Re: [PATCH 01/14] iommu: Implement IOMMU LU FLB callbacks

From: Samiullah Khawaja

Date: Fri Mar 13 2026 - 12:47:57 EST


On Thu, Mar 12, 2026 at 11:43:52PM +0000, Pranjal Shrivastava wrote:
On Thu, Mar 12, 2026 at 04:43:00PM +0000, Samiullah Khawaja wrote:
On Wed, Mar 11, 2026 at 09:07:00PM +0000, Pranjal Shrivastava wrote:
> On Tue, Feb 03, 2026 at 10:09:35PM +0000, Samiullah Khawaja wrote:
> > Add liveupdate FLB for IOMMU state preservation. Use KHO preserve memory
> > alloc/free helper functions to allocate memory for the IOMMU LU FLB
> > object and the serialization structs for device, domain and iommu.
> >
> > During retrieve, walk through the preserved objs nodes and restore each
> > folio. Also recreate the FLB obj.
> >
> > Signed-off-by: Samiullah Khawaja <skhawaja@xxxxxxxxxx>
> > ---
> > drivers/iommu/Kconfig | 11 +++
> > drivers/iommu/Makefile | 1 +
> > drivers/iommu/liveupdate.c | 177 ++++++++++++++++++++++++++++++++++
> > include/linux/iommu-lu.h | 17 ++++
> > include/linux/kho/abi/iommu.h | 119 +++++++++++++++++++++++
> > 5 files changed, 325 insertions(+)
> > create mode 100644 drivers/iommu/liveupdate.c
> > create mode 100644 include/linux/iommu-lu.h
> > create mode 100644 include/linux/kho/abi/iommu.h
> >
> > diff --git a/drivers/iommu/Kconfig b/drivers/iommu/Kconfig
> > index f86262b11416..fdcfbedee5ed 100644
> > --- a/drivers/iommu/Kconfig
> > +++ b/drivers/iommu/Kconfig
> > @@ -11,6 +11,17 @@ config IOMMUFD_DRIVER
> > bool
> > default n
> >
> > +config IOMMU_LIVEUPDATE
> > + bool "IOMMU live update state preservation support"
> > + depends on LIVEUPDATE && IOMMUFD
> > + help
> > + Enable support for preserving IOMMU state across a kexec live update.
> > +
> > + This allows devices managed by iommufd to maintain their DMA mappings
> > + during kexec base kernel update.
> > +
> > + If unsure, say N.
> > +
>
> I'm wondering if this should be under the if IOMMU_SUPPORT below? I
> believe this was added here because IOMMUFD isn't under IOMMU_SUPPORT,
> but it wouldn't make sense to "preserve" IOMMU across a liveupdate if
> IOMMU_SUPPORT is disabled? Should we probably be move it inside the
> if IOMMU_SUPPORT block for better organization, or at least have a depends
> on IOMMU_SUPPORT added to it? The IOMMU_LUO still depends on the
> IOMMU_SUPPORT infrastructure to actually function.. as we add calls
> within core functions like dev_iommu_get etc.

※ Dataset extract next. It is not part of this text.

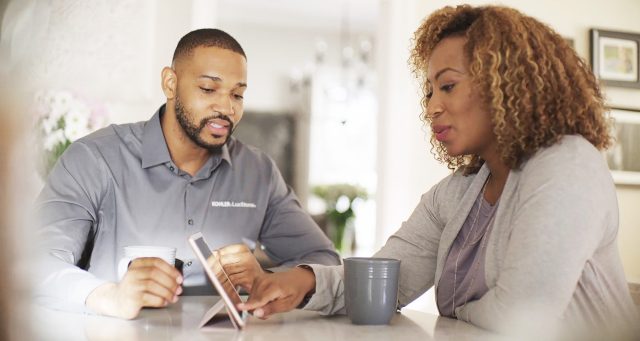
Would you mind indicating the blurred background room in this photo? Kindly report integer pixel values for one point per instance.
(330, 93)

Agreed. I will move it under IOMMU_SUPPORT and sort out any other
dependencies.
>
> > menuconfig IOMMU_SUPPORT
> > bool "IOMMU Hardware Support"
> > depends on MMU
> > diff --git a/drivers/iommu/Makefile b/drivers/iommu/Makefile
> > index 0275821f4ef9..b3715c5a6b97 100644
> > --- a/drivers/iommu/Makefile
> > +++ b/drivers/iommu/Makefile
> > @@ -15,6 +15,7 @@ obj-$(CONFIG_IOMMU_IO_PGTABLE_ARMV7S) += io-pgtable-arm-v7s.o
> > obj-$(CONFIG_IOMMU_IO_PGTABLE_LPAE) += io-pgtable-arm.o
> > obj-$(CONFIG_IOMMU_IO_PGTABLE_LPAE_KUNIT_TEST) += io-pgtable-arm-selftests.o
> > obj-$(CONFIG_IOMMU_IO_PGTABLE_DART) += io-pgtable-dart.o
> > +obj-$(CONFIG_IOMMU_LIVEUPDATE) += liveupdate.o
> > obj-$(CONFIG_IOMMU_IOVA) += iova.o
> > obj-$(CONFIG_OF_IOMMU) += of_iommu.o
> > obj-$(CONFIG_MSM_IOMMU) += msm_iommu.o
> > diff --git a/drivers/iommu/liveupdate.c b/drivers/iommu/liveupdate.c
> > new file mode 100644
> > index 000000000000..6189ba32ff2c
> > --- /dev/null
> > +++ b/drivers/iommu/liveupdate.c
> > @@ -0,0 +1,177 @@
> > +// SPDX-License-Identifier: GPL-2.0-only
> > +
> > +/*
> > + * Copyright (C) 2025, Google LLC
>
> Minor nit: 2026 OR 2025-26, here and everywhere else

Will fix in next revision.
>
> > + * Author: Samiullah Khawaja <skhawaja@xxxxxxxxxx>
> > + */
> > +
> > +#define pr_fmt(fmt) "iommu: liveupdate: " fmt
> > +
> > +#include <linux/kexec_handover.h>
> > +#include <linux/liveupdate.h>
> > +#include <linux/iommu-lu.h>
> > +#include <linux/iommu.h>
> > +#include <linux/errno.h>
> > +
> > +static void iommu_liveupdate_restore_objs(u64 next)
> > +{
> > + struct iommu_objs_ser *objs;
> > +
> > + while (next) {
> > + BUG_ON(!kho_restore_folio(next));
>
> Same thing about BUG_ON [1] as mentioned below in the
> iommu_liveupdate_flb_retrieve() function, can we consider returning an
> error which can be checked in the caller and the error can be bubbled up
> as -ENODATA?

Please see the explanation below on the BUG_ON.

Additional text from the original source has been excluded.